How can Government Ensure their Communications are Secure?
Classified information shared by government officials is highly targeted by hackers and foreign intelligence agencies around the world; making their smartphones and mobile communications – including phone calls, text messages and emails, prime targets.
Foreign intelligence agencies and sophisticated hackers can easily access a smartphone’s communications if not properly secured – and the owner of the phone would have no way of knowing that it was ever compromised. In some countries, such as China, where the government owns the country’s telecommunications network, it becomes even easier to eavesdrop on mobile communications; they can simply intercept the traffic as it crosses the network.
Importance of Securing Government Communications
The importance of securing mobile communications of government officials cannot be understated. A recent example of embarrassing intercepted communications is the Democratic National Convention (DNC) email disclosures, where damaging emails were leaked causing significant political damage.
Securing Government Organization’s Mobile Communications
Government organizations need to ensure mobile devices are secure and cannot be tampered with, as well as the data that flows to and from the devices. In order to properly secure a smartphone, the phone requires several security measures including:
- Although it may be obvious, it bears mentioning – a strong password or fingerprint to access the device and all applications and data.
- Mobile device hardware encryption – ensuring the device, all applications and data are encrypted except when unlocked with the strong password or fingerprint. All major mobile operating systems include encryption options, which may need to be enabled.

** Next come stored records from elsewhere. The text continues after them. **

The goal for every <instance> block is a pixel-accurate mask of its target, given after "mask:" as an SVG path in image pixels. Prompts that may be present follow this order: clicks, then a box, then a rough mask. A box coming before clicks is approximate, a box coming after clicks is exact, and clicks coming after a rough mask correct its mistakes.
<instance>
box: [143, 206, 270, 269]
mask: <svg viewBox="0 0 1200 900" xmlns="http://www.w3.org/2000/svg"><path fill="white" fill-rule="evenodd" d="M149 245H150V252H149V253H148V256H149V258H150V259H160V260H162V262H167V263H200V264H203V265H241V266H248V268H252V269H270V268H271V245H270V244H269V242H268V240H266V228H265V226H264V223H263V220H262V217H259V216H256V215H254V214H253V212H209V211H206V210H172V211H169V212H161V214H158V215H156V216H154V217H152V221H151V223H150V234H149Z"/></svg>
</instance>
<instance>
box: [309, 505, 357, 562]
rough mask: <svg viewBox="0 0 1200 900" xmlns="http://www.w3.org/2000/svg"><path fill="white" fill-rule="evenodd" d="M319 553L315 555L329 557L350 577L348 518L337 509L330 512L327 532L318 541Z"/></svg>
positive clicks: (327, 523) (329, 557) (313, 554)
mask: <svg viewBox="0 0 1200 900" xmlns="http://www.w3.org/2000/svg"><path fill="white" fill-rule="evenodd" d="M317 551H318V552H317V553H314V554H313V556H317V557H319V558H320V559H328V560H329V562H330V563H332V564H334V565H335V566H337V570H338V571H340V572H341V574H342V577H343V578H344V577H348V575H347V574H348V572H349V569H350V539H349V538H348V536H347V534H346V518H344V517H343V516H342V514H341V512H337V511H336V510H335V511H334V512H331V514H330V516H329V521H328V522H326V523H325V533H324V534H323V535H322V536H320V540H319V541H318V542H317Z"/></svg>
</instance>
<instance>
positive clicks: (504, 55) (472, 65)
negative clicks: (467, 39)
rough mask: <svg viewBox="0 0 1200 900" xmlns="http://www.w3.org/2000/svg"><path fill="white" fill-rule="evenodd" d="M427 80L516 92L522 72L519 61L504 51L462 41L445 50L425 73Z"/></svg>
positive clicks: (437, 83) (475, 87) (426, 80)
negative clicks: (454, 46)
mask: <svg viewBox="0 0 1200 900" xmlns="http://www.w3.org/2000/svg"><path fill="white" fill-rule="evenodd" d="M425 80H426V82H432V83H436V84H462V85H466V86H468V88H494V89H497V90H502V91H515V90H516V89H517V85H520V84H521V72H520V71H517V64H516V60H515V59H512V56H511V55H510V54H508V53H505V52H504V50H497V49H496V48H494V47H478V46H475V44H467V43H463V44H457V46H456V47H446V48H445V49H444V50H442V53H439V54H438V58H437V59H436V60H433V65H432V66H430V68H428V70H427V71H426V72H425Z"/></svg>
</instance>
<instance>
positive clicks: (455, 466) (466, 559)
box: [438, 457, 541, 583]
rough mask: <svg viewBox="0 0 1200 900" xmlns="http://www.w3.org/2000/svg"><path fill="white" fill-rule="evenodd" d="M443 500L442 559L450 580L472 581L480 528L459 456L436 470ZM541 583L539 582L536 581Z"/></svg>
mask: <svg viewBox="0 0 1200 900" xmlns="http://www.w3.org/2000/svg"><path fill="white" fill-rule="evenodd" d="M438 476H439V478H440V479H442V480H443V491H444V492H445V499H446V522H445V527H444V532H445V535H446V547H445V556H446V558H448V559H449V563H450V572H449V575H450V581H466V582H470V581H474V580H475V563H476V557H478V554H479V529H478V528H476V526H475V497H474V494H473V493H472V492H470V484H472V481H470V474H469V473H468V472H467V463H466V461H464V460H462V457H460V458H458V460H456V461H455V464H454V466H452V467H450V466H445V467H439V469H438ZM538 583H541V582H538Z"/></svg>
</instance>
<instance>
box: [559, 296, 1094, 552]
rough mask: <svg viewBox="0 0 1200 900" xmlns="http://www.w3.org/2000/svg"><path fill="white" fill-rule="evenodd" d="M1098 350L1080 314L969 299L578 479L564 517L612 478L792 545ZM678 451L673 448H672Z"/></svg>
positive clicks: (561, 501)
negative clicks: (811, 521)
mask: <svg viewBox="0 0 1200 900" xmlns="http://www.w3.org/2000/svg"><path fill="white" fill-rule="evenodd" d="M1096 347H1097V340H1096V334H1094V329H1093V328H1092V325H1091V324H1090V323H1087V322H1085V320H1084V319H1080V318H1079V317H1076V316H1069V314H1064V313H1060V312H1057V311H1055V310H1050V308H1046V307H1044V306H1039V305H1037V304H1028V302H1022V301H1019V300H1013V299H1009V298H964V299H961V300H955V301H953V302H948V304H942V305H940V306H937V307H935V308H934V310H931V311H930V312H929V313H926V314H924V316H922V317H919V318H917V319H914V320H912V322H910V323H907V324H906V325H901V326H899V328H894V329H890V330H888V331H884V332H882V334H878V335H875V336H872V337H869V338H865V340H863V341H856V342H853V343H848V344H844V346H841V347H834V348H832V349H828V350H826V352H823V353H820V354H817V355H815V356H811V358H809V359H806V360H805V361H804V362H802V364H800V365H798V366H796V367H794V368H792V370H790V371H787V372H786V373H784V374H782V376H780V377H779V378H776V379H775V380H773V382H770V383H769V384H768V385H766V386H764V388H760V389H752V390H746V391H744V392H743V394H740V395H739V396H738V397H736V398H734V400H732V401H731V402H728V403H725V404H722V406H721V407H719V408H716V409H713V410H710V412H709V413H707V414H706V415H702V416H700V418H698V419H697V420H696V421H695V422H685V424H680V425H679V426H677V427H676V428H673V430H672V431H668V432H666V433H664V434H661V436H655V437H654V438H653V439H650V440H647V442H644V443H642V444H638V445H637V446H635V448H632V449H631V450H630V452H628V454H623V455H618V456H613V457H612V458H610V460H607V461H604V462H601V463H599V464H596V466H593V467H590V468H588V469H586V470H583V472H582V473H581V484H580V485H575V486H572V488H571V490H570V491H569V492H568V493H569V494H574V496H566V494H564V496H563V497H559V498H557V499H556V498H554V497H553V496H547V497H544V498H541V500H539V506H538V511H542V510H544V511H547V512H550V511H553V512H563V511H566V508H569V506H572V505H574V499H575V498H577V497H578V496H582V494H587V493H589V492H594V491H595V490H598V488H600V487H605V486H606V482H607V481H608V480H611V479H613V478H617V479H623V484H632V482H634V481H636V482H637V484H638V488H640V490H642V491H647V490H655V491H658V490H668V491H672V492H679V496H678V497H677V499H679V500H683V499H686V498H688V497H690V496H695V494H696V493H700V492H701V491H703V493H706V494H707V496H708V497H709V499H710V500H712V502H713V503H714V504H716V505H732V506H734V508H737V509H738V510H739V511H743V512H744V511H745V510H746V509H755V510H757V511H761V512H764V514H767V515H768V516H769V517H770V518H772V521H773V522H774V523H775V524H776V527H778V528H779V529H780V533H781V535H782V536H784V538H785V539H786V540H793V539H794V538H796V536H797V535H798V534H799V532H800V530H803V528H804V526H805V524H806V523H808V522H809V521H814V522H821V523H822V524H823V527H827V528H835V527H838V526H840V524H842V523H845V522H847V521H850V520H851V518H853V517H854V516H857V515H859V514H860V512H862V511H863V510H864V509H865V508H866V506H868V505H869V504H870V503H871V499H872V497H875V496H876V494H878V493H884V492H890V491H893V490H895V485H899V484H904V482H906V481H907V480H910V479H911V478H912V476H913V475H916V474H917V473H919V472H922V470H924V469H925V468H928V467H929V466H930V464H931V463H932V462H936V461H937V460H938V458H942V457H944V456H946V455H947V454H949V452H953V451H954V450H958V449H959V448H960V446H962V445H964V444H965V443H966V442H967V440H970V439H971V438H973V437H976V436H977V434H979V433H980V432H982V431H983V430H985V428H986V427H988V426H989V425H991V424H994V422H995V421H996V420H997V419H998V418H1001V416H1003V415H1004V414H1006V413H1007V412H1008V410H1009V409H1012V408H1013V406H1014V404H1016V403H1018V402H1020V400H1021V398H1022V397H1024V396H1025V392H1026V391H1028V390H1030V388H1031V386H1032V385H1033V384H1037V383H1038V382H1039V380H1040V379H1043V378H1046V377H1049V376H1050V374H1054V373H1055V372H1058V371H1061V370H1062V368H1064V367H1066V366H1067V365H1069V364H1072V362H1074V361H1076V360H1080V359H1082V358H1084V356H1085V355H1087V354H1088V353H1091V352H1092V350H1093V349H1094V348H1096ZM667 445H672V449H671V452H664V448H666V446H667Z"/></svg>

- End-to-end encryption to secure data in transit – including phone calls, text messages and emails – to ensure the data is only accessible by the initiator and intended recipient of the conversation and can never be intercepted.
- Unique telecommunications infrastructure to block the collection of phone metadata by network operators. Encrypting communications alone may not be sufficient depending on the nature of the conversations and the networks that have access to them. Metadata (including who you are having a conversation with, the length of the conversation, the date and time of the conversation, etc.) is never encrypted. Government organizations may require their own telecommunications infrastructure to ensure only the organization has access to the metadata.